In 2019, LSU sophomore Sarah James was hit by a car and killed at the busy intersection of Nicholson Drive and Bob Pettit Boulevard.
On weekend nights, the area is crowded with LSU students walking to and from the popular bars in Tigerland. But it has also been the scene of multiple fatal and non-fatal pedestrian accidents.
Taylor LaSorsa’s LSU capstone project aimed to improve safety at Baton Rouge’s Tigerland.
Provided by Taylor LaSorsa
One of James’ friends, landscape architecture student Taylor LaSorsa, made it the goal of her senior capstone project to make the area safer.
“Tigerland is such a piece of LSU culture, so many students go,” LaSorsa said. “It can be fun, but it can also be a scary experience depending on the day.”
And the lack of pedestrian options became clear last year when a bridge was closed for construction — and students responded by jumping over the creek, clambering over the active construction site or even building their own makeshift bridges.
In a quest to reimagine the bar district, LaSorsa spent the entire school year researching, meeting with stakeholders and redesigning the entire area, from medians to walkways to greenery to additional lighting.
LaSorsa’s final project has caught the eye of officials in East Baton Rouge Parish government who see it as a guidebook to reimagining the entire area.
“When I found it I was absolutely blown away by the project,” said Metro Councilwoman Jennifer Racca, who represents Tigerland. “It was even more captivating because she had the foresight to do what (the city) pays hundreds-of-thousands-of-dollars for other people to plan for them to do.”

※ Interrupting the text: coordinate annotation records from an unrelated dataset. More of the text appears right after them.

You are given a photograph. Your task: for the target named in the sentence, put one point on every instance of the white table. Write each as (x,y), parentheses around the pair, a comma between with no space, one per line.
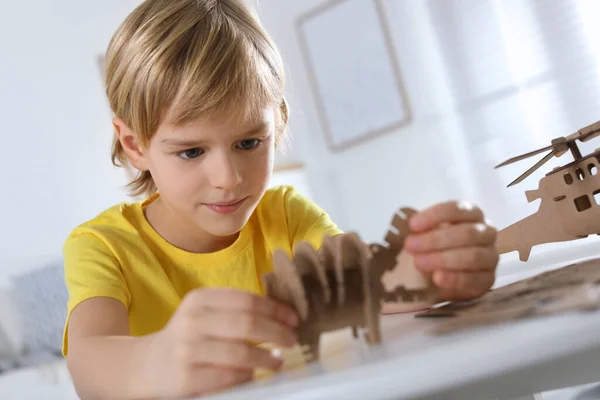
(497,362)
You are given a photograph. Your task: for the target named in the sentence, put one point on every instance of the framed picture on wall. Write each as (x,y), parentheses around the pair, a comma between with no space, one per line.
(353,71)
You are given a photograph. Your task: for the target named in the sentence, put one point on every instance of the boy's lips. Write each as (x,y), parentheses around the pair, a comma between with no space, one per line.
(225,207)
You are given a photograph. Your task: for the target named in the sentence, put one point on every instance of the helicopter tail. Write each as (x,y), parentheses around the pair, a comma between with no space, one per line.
(539,228)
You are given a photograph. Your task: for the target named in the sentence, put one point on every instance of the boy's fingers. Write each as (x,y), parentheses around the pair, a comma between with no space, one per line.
(240,355)
(206,380)
(452,236)
(461,285)
(448,212)
(238,301)
(242,327)
(461,259)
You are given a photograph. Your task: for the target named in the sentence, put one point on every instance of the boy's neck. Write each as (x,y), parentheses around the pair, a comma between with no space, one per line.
(179,234)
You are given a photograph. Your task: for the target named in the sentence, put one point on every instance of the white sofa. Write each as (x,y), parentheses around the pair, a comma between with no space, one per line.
(27,376)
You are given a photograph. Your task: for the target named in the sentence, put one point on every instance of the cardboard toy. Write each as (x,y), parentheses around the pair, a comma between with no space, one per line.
(573,287)
(569,209)
(340,285)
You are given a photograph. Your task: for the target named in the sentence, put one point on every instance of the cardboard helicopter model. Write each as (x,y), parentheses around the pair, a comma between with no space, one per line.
(341,285)
(568,210)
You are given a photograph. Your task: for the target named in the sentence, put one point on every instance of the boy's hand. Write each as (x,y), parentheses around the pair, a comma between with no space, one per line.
(206,346)
(452,242)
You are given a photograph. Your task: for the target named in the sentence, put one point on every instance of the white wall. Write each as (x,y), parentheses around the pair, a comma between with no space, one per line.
(486,80)
(55,167)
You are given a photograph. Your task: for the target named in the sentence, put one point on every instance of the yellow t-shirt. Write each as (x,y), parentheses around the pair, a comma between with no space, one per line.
(119,255)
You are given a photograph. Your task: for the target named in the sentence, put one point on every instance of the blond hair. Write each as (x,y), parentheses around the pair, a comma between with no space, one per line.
(194,58)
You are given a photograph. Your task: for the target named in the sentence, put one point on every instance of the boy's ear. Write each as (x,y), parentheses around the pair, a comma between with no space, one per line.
(130,145)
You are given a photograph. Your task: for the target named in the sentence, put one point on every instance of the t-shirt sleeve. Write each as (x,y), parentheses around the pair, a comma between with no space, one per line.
(91,270)
(306,220)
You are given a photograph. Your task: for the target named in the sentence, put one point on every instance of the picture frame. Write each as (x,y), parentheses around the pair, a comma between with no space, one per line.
(354,74)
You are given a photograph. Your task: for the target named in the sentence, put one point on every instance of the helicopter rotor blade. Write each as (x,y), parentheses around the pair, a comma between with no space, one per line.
(524,156)
(531,170)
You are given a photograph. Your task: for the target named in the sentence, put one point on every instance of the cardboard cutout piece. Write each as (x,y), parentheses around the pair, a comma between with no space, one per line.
(569,208)
(340,285)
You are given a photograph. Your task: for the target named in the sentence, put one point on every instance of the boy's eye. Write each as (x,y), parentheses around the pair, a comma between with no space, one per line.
(249,144)
(190,153)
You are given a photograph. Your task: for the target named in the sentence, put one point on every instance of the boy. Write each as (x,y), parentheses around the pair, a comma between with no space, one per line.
(165,293)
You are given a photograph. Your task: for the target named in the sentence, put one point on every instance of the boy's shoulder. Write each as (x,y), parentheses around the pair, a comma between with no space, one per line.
(114,221)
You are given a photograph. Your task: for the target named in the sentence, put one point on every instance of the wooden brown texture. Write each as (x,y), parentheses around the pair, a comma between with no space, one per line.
(568,209)
(340,285)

Racca gave a brief presentation on LaSorsa’s project during the Metro Council’s first public safety committee meeting on Wednesday.
“Over the course of time representing the Tigerland area, I understand there are business owners that want to buy in and contribute to make this come to fruition,” Racca told the committee. “So I am tasking all of my council members … to look at this report, see if you can find items in the budget where we me able to move the needle forward and make that area safe.”
Racca plans to invite LaSorsa to future meetings of the committee or the full council to give a longer presentation on her project, she said.
LaSorsa’s plan for the stretch of Nicholson Drive between LSU and Tigerland builds on an existing one through MovEBR, the city-parish $1 billion traffic improvement initiative. The MovEBR proposal, while a major improvement, focuses too much on traffic flow and not enough on cyclist and pedestrian safety, LaSorsa said.
LaSorsa believes that can be accomplished by removing the bike lanes and created a shared-use path on one side of the road that protects cyclists and pedestrians, according to the plan. She also proposes additional lighting, greenery and medians that serve to slow traffic traveling on the road, LaSorsa said.
“It’s based on thinking with the mindset of a pedestrian, and in that case I studied how students walk to and from the bars and how residents walk to and from their homes and where they’re going,” LaSorsa said. “I think the (MovEBR) design that’s proposed is going to become an issue for pedestrian safety just based on the natural behaviors of how people circulate through the area.”
The plan also entirely redesigns the Tigerland bar district to create community space that can be used day and night. LaSorsa proposes less parking and a roundabout to allow for faster drop-offs and pickups in order to deter drinking and driving. The plan also includes a large green space for community use, a grocery store for the underserved Tigerland neighborhood, food trucks and a coffee shop.
Along with council members, LaSorsa spoke with LSU officials, students, business owners, Baton Rouge police officials and residents living in Tigerland.
Councilman Rowdy Gaudet, whose District 3 borders Tigerland, said LaSorsa’s project probably won’t be the final version of any plan the council could organize and fund, but it “gets the ball to the 20-yard-line.”
The work to identify stakeholders and get them communicating about ways to redesign Tigerland and make it safer is crucial to any final effort the city-parish would support, Gaudet said.
“If her presentation didn’t exist, everybody would be looking around asking who is in charge and who is going to convene all of these players,” Gaudet said. “If in the end it doesn’t look look exactly what was designed, at least she put forward a feasible proposal and took the time to identify the stakeholders in a comprehensive list. That’s the value of this plan.”